There were not a few other slaves too who afterwards became famous philosophers, among them that Menippus whose works Marcus Varro emulated 2 in those satires which others call “Cynic,” but he himself, “Menippean.” 3

[p. 173] Besides these, Pompylus, the slave of the Peripatetic Theophrastus, and the slave of the Stoic Zeno who was called Persaeus, and the slave of Epicurus whose name was Mys, were philosophers of repute. 4

Diogenes the Cynic also served as a slave, but he was a freeborn man, who was sold into slavery.

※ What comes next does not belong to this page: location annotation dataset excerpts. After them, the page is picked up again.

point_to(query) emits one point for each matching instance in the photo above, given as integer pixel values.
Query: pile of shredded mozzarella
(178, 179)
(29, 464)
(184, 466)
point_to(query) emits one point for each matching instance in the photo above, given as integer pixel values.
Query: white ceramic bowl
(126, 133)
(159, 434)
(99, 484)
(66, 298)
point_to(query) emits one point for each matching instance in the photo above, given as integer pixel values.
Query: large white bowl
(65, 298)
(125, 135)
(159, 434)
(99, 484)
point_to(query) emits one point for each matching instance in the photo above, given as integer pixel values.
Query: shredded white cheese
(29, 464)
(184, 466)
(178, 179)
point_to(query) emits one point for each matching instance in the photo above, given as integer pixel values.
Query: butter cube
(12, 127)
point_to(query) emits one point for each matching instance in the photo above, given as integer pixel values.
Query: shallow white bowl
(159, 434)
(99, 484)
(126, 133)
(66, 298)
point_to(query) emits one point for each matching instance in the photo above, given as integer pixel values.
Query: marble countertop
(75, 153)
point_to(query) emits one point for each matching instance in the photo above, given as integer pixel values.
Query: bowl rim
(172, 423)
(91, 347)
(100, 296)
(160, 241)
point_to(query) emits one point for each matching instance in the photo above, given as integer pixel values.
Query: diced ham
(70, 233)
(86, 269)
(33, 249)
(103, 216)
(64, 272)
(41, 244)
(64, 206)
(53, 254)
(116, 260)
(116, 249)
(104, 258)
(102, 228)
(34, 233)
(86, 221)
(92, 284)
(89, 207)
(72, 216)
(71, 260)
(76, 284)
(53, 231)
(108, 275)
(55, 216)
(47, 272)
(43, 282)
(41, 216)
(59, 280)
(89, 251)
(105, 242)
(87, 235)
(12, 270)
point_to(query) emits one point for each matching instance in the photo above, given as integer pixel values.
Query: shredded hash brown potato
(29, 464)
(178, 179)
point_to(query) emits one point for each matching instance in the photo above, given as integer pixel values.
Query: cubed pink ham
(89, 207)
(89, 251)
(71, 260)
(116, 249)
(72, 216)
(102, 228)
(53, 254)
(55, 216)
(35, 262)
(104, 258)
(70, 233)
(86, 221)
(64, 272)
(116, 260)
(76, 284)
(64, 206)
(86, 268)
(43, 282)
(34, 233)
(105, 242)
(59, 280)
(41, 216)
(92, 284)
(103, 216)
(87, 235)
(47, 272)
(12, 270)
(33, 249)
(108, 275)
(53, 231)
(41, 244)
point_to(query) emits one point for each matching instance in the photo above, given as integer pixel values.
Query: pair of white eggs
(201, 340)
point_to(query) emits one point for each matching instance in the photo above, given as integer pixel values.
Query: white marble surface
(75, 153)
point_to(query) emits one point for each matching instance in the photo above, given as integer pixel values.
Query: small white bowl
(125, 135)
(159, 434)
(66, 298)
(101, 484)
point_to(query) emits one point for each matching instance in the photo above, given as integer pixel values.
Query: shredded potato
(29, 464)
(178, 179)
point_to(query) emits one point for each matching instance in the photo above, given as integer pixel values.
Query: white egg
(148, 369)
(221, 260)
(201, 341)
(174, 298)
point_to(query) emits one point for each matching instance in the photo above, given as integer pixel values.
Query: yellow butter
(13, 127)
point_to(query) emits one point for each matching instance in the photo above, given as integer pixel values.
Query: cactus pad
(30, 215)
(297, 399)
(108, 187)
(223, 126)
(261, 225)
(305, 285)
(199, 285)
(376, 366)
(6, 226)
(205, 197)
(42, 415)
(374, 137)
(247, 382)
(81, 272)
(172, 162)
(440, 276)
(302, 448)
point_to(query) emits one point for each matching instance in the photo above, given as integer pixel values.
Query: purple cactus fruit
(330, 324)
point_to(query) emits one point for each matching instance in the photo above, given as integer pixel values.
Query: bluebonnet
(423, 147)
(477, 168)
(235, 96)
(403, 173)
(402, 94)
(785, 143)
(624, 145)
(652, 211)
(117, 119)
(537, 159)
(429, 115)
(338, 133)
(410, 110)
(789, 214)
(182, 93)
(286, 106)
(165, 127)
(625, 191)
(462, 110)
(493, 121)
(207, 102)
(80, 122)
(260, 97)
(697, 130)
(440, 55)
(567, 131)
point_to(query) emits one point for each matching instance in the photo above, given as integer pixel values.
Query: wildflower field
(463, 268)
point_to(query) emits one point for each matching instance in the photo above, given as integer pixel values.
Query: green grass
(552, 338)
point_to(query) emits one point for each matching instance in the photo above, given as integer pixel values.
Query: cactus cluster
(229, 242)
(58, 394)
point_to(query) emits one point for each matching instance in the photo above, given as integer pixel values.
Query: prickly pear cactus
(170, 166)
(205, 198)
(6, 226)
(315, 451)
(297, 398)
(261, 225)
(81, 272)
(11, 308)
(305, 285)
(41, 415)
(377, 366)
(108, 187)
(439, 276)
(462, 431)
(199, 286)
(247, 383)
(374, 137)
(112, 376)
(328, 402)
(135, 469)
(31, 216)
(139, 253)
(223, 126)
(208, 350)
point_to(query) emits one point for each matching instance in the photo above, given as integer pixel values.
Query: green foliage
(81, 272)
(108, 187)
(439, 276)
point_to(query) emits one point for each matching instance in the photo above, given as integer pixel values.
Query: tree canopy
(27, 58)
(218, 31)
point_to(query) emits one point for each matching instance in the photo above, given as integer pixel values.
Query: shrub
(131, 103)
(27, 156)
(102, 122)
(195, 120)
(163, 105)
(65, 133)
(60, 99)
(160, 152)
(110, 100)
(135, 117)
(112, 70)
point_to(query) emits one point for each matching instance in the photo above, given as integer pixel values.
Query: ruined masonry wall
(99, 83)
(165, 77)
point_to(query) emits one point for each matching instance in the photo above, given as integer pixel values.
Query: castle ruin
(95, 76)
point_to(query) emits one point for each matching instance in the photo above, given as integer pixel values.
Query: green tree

When Xeniades of Corinth wished to buy him and asked whether he knew any trade, Diogenes replied: “I know how to govern free men.” 5 Then Xeniades, in admiration of his answer, bought him, set him free, and entrusting to him his own children, said: “Take my children to govern.”

But as to the well-known philosopher Epictetus, the fact that he too was a slave is too fresh in our memory to need to be committed to writing, as if it had been forgotten.

1 It must be remembered that the slaves of the Greeks and Romans were often freeborn children, who had been cast off by their parents, or free men, who had been taken prisoner in war. Phaedo belonged to the latter class, and the details of his life are very uncertain.

2 The word implies, not merely imitation, but rivalry, a recognized principle in classic literature; see Revue des Études Latines, II. (1924), pp. 46ff.

3 See note 1, p. 85.

4 I. 438, Arn.

5 The word for free men and children is the same (liberi), but it seems impossible to reproduce the word play in English.